- In 2001, 47 per cent of Aboriginal women aged 15 and over were employed, compared with 56 per cent of non-Aboriginal women. Aboriginal women were also less likely than their male counterparts to be employed, at 47 per cent and 53 per cent respectively. Fifty-seven per cent of Aboriginal women with jobs work part-time and/or part year.
Women working full-time all year earn 70.5 per cent compared to men. Women of colour earn 64 per cent and Aboriginal women earn only 46 per cent of what men are paid.
Aboriginal woman make 24.5 per cent less than non-Aboriginal women and Aboriginal women make 18 per cent less than women of colour.
Annual income of First Peoples is lower than other Canadians: 42 per cent have low incomes, more than half the national average.

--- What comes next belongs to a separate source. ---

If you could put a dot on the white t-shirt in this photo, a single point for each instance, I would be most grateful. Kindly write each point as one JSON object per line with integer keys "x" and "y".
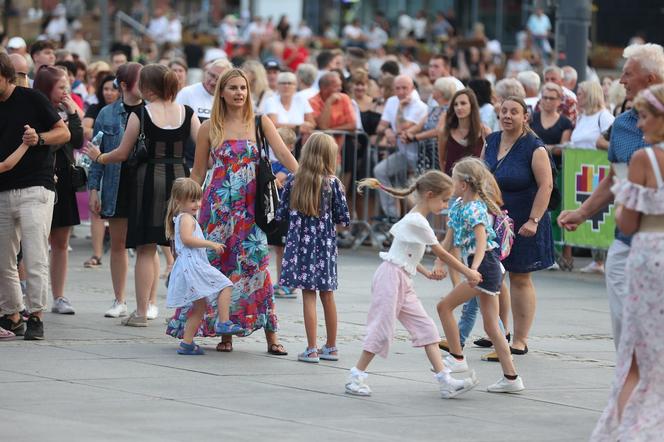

Aboriginal women with jobs are most concentrated in low-paying occupations: 60 per cent work either in sales, service, or in business, finance, or administration jobs. The median income for Aboriginal women is $12,300 – $5,000 less than non-Aboriginal women. It is also $3,000 less than Aboriginal men. The average employment income for First Nation women in First Nation communities was approximately $1,500 less than First Nation men and approximately $8,400 less than the Canadian average for women. Twenty-seven per cent of income for Aboriginal women comes from unemployment insurance and social welfare benefits. In 2000, 36 per cent of all Aboriginal females were classified as living in a household with incomes below the Low Income Cutoff, which is double the figure for non-Aboriginal women.